Development of two simplified geochemical models for permeability evolution due to calcite dissolution in preferential pathways in caprock

Thursday, 18 December 2014
Bin Guo, Jeffrey P Fitts and Catherine A Peters, Princeton University, Civil and Environmental Engineering, Princeton, NJ, United States
Leakage through faults and fractures in caprocks is a major concern for geologic carbon sequestration in deep saline aquifers. Current leakage models assume constant permeabilities of pathways, but CO2-acidified brine may cause minerals to dissolve, leading to permeability alteration. Calcite could cause significant permeability alteration, because it is abundant, thermodynamically unstable at low pH, and kinetically fast-reacting. We developed two simplified geochemical models to describe Permeability Evolution due to Calcite dissolution (PEC) in 1D flow paths through caprocks. The first is a numerical reactive transport model that couples solute advection and diffusion with carbonate reactions. The PEC model was used to examine geochemical and mineralogical conditions that lead to extensive permeability alterations. It was found that formations with larger amounts of calcite ultimately have larger final permeabilities, but the change is slower because extensive calcite dissolution buffers the reaction and retards the advance of the dissolution front. The second model, PEC Reaction Progress (PECRP), is a semi-analytical model developed to replicate the predictions of the PEC model but with much shorter run times. The PECRP model is based on assumptions of spatial homogeneity, sharp reacting front, and no reactions above the front. We simulated a synthetic system, the Eau Claire formation, and a sandstone in the Paris Basin to assess PECRP model performance.
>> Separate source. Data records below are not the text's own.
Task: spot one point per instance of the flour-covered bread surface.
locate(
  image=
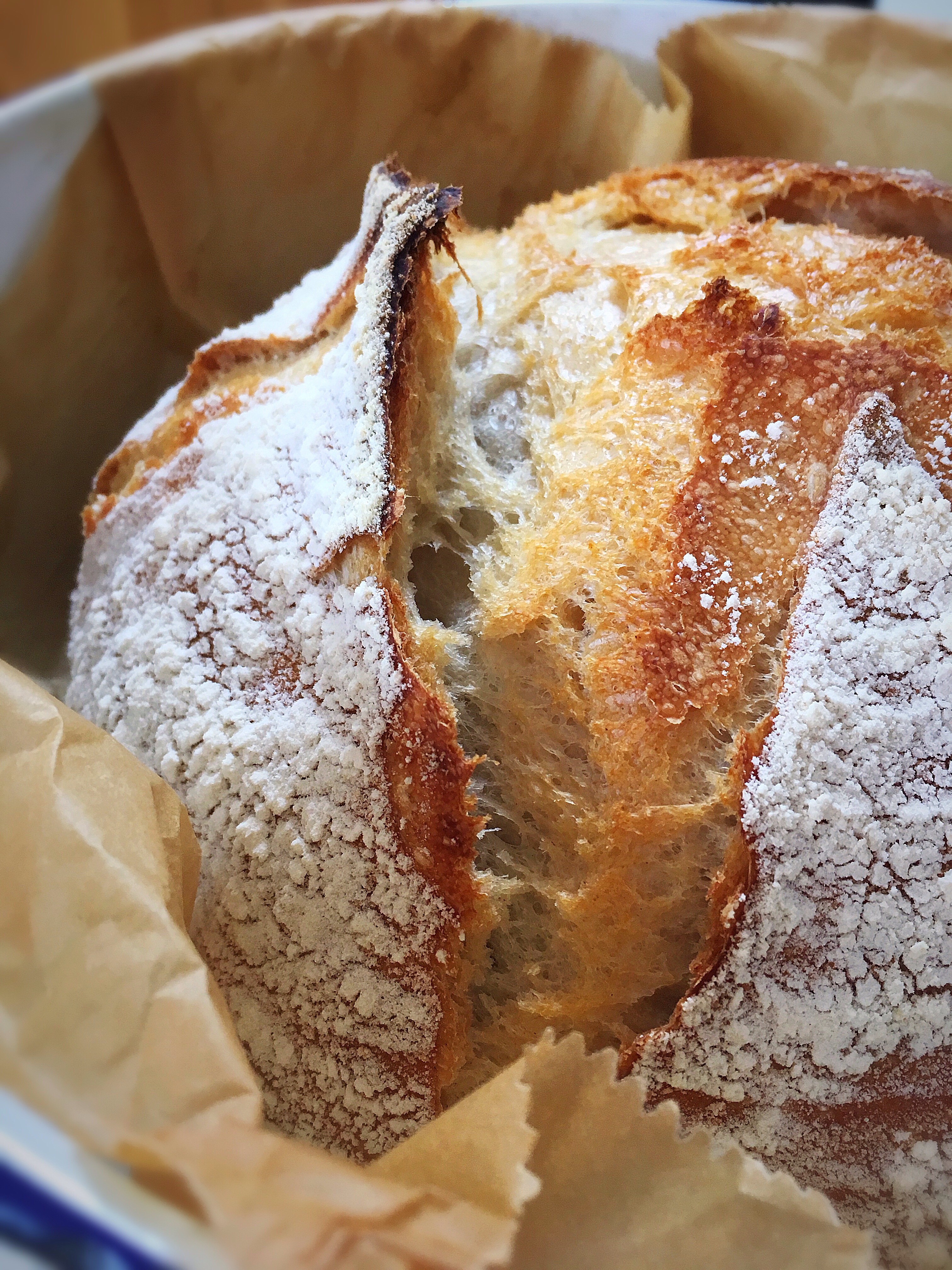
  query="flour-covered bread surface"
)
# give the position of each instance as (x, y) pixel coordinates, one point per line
(454, 598)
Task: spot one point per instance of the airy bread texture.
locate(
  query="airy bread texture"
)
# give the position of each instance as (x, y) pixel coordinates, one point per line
(536, 498)
(649, 397)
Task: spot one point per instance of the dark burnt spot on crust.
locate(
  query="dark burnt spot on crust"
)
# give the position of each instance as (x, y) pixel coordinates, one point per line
(428, 775)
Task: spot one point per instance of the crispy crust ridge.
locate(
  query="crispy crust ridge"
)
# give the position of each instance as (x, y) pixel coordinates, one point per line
(235, 364)
(710, 193)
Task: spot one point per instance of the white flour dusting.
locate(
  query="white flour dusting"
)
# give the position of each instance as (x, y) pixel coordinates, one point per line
(214, 636)
(842, 956)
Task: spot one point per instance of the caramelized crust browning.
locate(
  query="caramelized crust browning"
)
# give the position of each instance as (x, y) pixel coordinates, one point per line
(534, 541)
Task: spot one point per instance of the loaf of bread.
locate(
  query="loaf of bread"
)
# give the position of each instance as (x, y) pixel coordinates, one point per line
(455, 598)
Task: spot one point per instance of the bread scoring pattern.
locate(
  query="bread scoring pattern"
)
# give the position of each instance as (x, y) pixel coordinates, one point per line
(822, 1037)
(234, 626)
(549, 512)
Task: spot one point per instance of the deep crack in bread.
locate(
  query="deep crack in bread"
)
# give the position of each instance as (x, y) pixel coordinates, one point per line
(451, 593)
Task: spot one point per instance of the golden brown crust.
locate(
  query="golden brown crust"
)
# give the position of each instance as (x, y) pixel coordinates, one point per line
(711, 193)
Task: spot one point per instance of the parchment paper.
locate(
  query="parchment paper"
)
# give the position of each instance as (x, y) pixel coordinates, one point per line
(795, 83)
(220, 173)
(111, 1025)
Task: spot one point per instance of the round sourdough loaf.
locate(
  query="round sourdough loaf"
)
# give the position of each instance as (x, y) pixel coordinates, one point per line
(454, 596)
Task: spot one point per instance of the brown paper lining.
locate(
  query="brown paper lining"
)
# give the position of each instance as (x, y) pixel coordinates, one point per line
(111, 1025)
(108, 1020)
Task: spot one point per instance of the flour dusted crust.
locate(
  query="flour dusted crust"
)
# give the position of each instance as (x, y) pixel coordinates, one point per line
(554, 511)
(234, 626)
(822, 1036)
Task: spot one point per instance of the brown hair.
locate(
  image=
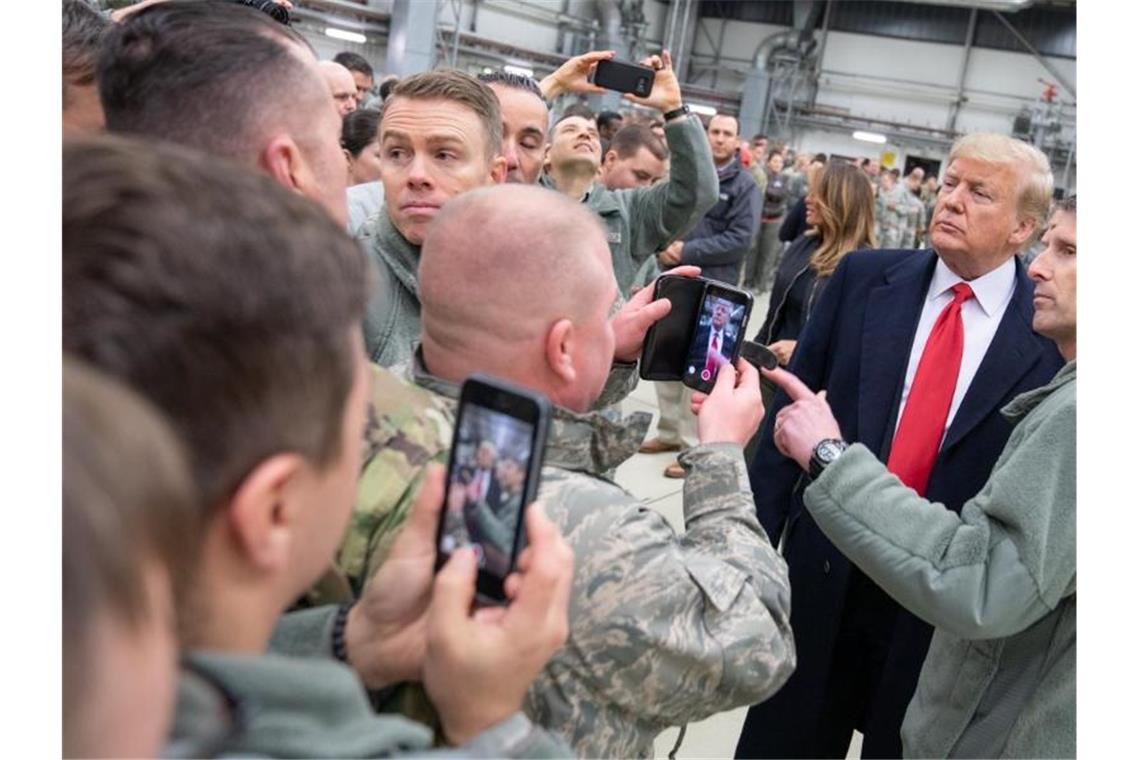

We found 1) for most cases the PECRP model causes a slightly shorter breakthrough time than the PEC model without affecting the final permeability; 2) when initial porosity is low, we observe temporary permeability decrease in the PEC model, while permeability never decreases in the PECRP model; 3) the PECRP model tends to fail to reproduce results from the PEC model with low Péclet numbers; 4) the PECRP model is not suitable for for pathways with certain types and degrees of mineral spatial heterogeneity. In summary, there are many conditions for which the fast PECRP model could be used to predict reaction-induced permeability evolution in a leakage estimation simulator, but it should be used with caution in flow paths with low initial porosity, low Péclet number, and substantial mineral spatial heterogeneity.